De ervaring van de tien jaar sinds de Dijkstalwetgeving leert dat die terughoudendheid nog steeds wordt gevoeld. Hoewel daar in de praktijk wel behoefte aan was, werd het in die tien jaar bijvoorbeeld nooit politiek opportuun geacht een integrale discussie te voeren over de onderlinge samenhang van de arbeidsvoorwaarden van alle politieke ambtsdragers in Nederland. Een belangrijke reden hiervoor lijkt te zijn, zoals de leden het noemen, »het sterk gepolitiseerde karakter van de besluitvorming hierover». Een onafhankelijk instituut blijkt dus zeer wenselijk en behulpzaam te zijn om aanpassingen in het pakket van arbeidsvoorwaarden dat nodig is voor een goed vervullen van het politieke ambt, te agenderen en te beargumenteren.

2. Aanleiding

De leden van de SP begrijpen niet waarom een onafhankelijk adviescollege nodig is om te adviseren over vergoedingen van politieke ambtsdragers. Zij vragen of het kabinet nader kan ingaan op waarom zij een dergelijk college nodig acht?

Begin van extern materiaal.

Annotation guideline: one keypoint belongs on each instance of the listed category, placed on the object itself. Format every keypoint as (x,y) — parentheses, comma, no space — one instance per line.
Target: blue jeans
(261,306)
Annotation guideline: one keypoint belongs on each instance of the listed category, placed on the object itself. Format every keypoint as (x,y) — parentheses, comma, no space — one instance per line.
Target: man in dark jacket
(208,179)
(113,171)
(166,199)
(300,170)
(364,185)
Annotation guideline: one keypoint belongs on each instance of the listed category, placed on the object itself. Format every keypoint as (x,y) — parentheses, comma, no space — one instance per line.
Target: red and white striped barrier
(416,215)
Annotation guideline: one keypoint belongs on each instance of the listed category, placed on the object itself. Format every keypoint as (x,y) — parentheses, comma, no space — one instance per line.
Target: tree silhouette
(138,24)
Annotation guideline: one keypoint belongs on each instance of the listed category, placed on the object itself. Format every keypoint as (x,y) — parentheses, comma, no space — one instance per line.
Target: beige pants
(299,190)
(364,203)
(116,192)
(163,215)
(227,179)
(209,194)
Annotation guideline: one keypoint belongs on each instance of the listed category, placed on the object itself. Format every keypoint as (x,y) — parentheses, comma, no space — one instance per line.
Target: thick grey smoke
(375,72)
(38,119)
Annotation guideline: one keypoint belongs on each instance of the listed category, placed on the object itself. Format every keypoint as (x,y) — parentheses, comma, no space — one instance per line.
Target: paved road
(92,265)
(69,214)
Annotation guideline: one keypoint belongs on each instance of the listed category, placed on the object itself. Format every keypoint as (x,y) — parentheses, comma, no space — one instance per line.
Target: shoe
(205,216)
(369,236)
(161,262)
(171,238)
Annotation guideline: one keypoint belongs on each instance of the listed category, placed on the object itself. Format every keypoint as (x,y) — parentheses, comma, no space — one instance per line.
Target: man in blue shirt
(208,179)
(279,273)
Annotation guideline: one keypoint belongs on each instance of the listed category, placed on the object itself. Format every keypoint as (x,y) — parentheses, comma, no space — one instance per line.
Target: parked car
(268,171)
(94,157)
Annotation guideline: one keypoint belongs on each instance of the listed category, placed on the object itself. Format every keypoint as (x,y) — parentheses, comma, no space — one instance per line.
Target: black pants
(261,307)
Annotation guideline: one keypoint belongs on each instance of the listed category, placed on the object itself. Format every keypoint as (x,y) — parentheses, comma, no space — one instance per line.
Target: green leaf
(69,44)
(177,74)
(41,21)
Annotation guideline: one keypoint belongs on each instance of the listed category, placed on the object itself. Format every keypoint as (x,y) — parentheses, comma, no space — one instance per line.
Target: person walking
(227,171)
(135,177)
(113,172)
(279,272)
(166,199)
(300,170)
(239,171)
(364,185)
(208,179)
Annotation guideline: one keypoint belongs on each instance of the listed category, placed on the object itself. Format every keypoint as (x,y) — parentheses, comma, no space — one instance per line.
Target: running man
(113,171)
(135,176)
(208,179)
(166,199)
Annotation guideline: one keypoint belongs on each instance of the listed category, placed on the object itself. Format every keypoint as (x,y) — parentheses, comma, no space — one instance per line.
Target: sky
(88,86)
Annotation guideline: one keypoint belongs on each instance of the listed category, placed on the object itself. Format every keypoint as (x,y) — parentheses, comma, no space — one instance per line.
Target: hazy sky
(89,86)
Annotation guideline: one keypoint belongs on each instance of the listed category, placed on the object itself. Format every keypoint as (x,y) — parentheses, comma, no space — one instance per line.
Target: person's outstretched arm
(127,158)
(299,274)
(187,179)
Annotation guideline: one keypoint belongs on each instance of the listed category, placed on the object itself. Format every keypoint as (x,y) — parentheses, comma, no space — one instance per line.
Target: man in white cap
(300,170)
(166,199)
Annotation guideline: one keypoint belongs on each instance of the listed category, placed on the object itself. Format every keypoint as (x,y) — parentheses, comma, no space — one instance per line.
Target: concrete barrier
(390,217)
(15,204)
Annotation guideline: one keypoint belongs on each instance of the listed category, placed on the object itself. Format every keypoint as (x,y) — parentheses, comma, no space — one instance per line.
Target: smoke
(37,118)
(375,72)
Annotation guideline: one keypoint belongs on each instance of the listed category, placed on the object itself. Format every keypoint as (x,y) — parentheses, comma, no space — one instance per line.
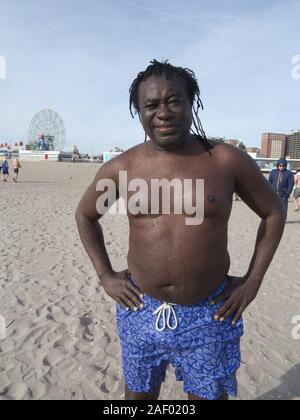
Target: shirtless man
(297,191)
(176,302)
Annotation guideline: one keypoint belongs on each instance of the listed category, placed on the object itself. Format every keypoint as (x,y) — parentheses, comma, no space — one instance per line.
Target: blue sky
(80,57)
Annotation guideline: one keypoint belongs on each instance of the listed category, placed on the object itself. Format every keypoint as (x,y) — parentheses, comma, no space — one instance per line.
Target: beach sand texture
(62,342)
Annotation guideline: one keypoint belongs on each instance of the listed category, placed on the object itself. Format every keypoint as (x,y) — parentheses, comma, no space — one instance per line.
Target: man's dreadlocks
(157,68)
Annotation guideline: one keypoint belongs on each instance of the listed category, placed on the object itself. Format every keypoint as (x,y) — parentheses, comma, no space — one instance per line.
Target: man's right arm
(117,285)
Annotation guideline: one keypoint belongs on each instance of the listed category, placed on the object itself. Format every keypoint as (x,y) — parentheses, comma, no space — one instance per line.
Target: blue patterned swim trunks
(204,352)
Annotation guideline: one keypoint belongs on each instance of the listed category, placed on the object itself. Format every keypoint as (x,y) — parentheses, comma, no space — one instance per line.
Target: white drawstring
(161,313)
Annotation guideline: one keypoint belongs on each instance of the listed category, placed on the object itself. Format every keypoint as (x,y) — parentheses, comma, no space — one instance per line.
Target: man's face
(281,167)
(165,110)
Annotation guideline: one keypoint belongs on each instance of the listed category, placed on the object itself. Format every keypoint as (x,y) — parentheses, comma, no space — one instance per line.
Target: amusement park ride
(46,137)
(47,131)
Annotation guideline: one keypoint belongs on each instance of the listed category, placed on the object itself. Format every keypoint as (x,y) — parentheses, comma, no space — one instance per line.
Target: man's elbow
(280,213)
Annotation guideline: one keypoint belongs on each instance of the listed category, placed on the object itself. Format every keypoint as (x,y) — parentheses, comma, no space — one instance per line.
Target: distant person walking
(297,191)
(282,181)
(5,170)
(17,166)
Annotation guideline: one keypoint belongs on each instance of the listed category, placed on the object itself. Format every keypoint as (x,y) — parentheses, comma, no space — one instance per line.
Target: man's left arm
(291,184)
(258,194)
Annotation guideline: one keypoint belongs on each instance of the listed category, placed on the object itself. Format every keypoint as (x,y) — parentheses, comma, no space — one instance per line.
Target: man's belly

De Minister van BZK heeft eerder in een brief aan de Tweede Kamer van 6 juli 2018 over de evaluatie van de rechtspositie van politieke ambtsdragers aangegeven dat een onafhankelijk, permanent adviescollege een waardevol instrument kan zijn om gevraagd en ongevraagd onafhankelijk advies te geven over structurele wijzigingen in de aanspraken van politieke ambtsdragers.

Het kabinet ziet drie redenen voor de noodzaak van een adviescollege:

  • Een onafhankelijk adviescollege kan arbeidsvoorwaardelijke aanpassingen van politieke ambtsdragers agenderen.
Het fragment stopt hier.